At the beginning of each pandemic year, I drew a breakfast table with a mug, a ceramic type I am known for. This past year I drew the same mug but with different designs reflecting how I felt. Though amusing, my art documented what I was going through, and looking at those images; I saw growth! Growth as a person, growth in an old skill that I hadn’t practiced in 48 years! The parting gift of my father’s death had guided me back into a wonderful skill I had forgotten I had. He would have been proud at that.
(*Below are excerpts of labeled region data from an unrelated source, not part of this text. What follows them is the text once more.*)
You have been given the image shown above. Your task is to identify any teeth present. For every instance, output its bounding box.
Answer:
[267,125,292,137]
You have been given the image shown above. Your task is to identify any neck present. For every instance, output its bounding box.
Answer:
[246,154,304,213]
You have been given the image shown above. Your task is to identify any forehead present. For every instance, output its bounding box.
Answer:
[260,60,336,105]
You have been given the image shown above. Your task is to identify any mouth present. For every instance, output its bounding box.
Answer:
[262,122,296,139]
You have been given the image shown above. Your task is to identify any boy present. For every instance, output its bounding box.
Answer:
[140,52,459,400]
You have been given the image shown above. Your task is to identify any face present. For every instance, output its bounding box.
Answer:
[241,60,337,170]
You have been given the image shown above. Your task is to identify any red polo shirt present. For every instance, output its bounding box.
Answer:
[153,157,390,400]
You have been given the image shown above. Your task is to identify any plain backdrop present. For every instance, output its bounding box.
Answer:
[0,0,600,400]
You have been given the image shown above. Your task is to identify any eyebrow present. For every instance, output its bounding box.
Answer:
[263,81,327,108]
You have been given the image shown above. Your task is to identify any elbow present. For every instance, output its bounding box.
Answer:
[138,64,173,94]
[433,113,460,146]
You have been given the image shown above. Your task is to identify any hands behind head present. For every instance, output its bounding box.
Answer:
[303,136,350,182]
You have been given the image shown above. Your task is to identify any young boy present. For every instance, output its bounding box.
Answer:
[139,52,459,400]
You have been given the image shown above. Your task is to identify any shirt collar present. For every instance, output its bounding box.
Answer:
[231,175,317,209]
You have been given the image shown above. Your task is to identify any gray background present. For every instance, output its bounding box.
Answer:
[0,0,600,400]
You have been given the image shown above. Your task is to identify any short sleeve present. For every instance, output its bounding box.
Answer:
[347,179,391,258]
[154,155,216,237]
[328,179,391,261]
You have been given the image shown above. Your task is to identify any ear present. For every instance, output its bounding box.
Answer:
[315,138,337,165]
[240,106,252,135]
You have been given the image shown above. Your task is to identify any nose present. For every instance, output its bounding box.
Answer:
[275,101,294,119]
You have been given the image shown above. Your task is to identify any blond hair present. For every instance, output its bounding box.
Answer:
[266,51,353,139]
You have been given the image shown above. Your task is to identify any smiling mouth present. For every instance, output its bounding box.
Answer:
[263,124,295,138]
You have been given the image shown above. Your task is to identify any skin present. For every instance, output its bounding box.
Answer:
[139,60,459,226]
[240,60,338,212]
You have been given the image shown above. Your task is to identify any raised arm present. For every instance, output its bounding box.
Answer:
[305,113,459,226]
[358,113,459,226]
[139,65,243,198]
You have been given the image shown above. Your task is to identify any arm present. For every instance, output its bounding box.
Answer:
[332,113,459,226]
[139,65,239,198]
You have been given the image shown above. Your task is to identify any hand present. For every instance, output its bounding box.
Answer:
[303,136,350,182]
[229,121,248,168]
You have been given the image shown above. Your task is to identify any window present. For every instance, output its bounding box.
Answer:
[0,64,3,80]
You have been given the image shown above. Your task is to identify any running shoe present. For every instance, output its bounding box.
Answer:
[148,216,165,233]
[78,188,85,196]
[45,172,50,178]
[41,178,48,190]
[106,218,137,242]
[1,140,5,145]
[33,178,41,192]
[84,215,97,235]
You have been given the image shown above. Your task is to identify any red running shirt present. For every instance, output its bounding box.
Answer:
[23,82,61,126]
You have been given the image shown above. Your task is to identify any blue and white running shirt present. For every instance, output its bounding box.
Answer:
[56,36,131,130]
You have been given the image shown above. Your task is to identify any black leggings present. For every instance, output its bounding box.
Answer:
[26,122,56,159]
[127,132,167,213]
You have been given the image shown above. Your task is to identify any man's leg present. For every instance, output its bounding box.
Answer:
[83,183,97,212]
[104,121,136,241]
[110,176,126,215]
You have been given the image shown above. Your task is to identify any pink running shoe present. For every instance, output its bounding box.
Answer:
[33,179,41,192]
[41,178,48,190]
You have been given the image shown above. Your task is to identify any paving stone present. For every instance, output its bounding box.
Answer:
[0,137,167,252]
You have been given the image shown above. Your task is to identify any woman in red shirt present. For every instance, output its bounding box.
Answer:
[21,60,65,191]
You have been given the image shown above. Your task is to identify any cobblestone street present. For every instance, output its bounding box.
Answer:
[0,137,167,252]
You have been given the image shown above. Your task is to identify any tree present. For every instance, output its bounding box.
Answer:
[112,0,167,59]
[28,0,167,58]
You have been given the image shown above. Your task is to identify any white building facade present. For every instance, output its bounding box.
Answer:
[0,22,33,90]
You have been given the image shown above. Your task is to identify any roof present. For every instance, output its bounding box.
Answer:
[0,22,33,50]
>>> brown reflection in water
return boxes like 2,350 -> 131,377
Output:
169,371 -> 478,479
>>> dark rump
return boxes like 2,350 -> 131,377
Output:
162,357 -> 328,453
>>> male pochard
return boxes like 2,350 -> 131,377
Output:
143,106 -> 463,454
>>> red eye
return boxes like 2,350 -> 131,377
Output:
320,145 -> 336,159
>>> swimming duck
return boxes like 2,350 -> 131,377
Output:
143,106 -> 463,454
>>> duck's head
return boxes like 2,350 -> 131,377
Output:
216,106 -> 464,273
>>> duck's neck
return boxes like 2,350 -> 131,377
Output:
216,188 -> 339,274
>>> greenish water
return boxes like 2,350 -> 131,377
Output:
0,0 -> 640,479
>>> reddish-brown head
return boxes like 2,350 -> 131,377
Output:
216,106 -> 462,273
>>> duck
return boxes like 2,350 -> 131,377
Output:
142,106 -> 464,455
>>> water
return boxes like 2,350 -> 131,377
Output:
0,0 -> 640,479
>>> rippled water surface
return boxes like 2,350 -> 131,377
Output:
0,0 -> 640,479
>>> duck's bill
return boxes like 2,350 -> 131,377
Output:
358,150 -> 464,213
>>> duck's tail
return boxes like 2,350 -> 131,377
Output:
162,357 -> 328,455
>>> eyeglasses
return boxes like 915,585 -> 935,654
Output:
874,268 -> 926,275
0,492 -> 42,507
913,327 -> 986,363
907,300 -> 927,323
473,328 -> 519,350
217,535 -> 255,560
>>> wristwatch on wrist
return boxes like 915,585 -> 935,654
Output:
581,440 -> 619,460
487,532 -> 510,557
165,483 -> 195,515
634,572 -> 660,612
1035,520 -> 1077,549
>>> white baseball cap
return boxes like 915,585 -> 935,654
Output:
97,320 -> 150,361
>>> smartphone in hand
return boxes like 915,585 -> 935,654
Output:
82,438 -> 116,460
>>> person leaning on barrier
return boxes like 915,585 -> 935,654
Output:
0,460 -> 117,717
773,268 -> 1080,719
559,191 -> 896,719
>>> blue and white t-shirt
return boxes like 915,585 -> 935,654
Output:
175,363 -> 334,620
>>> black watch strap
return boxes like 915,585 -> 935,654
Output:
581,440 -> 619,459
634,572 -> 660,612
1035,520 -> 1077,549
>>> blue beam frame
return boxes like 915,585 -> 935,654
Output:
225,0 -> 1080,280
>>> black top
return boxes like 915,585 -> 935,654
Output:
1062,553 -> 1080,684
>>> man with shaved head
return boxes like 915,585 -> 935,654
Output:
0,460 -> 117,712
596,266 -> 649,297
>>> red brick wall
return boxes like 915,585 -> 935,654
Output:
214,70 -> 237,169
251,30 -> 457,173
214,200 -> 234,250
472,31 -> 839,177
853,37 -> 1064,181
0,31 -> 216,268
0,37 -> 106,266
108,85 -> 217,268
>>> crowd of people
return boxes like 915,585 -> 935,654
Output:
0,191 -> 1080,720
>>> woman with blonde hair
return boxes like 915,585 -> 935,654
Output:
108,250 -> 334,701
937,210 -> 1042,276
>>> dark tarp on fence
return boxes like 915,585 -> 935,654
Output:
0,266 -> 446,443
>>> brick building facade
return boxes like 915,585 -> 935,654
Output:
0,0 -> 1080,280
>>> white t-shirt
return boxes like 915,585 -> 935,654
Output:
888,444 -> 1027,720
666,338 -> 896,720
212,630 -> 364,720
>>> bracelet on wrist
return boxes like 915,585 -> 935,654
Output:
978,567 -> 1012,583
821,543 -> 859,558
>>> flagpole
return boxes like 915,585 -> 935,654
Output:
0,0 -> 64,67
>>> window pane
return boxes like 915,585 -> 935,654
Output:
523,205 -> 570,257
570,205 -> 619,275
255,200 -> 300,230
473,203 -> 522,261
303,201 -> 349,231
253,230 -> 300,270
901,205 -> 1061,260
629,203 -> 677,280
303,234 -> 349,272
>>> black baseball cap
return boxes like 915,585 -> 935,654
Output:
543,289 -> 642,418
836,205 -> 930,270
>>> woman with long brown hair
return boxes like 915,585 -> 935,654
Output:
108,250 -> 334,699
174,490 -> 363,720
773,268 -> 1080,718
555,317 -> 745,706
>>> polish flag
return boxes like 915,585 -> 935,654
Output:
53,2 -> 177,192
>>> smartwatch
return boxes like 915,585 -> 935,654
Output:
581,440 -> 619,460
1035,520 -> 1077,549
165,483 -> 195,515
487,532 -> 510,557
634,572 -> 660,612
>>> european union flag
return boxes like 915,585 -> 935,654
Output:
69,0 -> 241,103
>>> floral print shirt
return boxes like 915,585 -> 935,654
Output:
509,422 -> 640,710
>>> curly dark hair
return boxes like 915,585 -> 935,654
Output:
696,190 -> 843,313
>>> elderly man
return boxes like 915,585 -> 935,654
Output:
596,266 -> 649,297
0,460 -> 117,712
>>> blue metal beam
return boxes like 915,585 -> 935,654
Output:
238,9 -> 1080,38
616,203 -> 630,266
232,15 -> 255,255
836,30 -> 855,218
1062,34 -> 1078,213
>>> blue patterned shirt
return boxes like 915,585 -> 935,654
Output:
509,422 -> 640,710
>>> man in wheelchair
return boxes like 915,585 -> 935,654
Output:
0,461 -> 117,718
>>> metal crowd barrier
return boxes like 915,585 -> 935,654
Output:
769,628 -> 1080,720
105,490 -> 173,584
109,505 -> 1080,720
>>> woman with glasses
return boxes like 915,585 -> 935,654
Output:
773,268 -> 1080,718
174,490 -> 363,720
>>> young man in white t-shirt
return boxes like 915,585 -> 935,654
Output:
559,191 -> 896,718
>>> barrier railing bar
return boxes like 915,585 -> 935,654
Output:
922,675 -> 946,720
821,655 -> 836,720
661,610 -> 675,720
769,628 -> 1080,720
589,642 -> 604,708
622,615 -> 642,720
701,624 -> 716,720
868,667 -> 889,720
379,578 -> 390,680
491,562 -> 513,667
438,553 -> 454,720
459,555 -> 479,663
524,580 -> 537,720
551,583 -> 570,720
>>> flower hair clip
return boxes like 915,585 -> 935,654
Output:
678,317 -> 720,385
Though not as much, I still draw, but it is more purposeful and fun trying out new ideas to challenge myself. So try out something new, close to home and your heart. Whether drawing, jigsaw puzzles, singing, dancing, reading, cooking, sewing, needlework, computer drawing, or creating music, your brain will thank you for the distraction, mental exercise, and growth no matter how old you are! You just might surprise yourself
Christine LaRue
Artist Bio
Christine “Liz” LaRue is a clay artist and illustrationist. She is known for her intricately textured figurative sculptures and emotionally illustrative drawings. Chicago born though also raised in Utah and Idaho, Ms. LaRue is of Creole/Cuban descent. Her art has been influenced by her Afro-Latino heritage. Ms. LaRue’s interests has been in Pre-Columbian art of the Olmec, Maya of Mexico, Nazca and Moche face pots of Peru. This also includes the bronze sculptures of the Ife of Nigeria, and Tā Moko tattoo art of the Maōri.
Ms. LaRue got hooked on ceramics at the age of 10 at the Hull House Art and Music Camp. She earned a B.A. in Latin American Studies with a Ceramics Minor from the University of Denver. She has a Master’s degree in clinical social work specializing in multi-cultural families. Though she lived briefly in Mexico pursuing ceramic art studies, she brought the knowledge back to Chicago to teach wheel throwing and handbuilding a various ceramic studios in Chicago. Ms. LaRue’s art work spotlights the beauty of the African American portraiture so ignored in American mainstream society.
Ms. LaRue has shown at various venues in Chicago including; Black Creativity Juried Art Exhibition at the Museum of Science & Industry, winning best in ceramics 2015, 2016, 2017, Hyde Park Art Center, The Cliff Dweller Club, DuSable Museum and UIC 5th Floor Gallery. She has numerous works in private collections.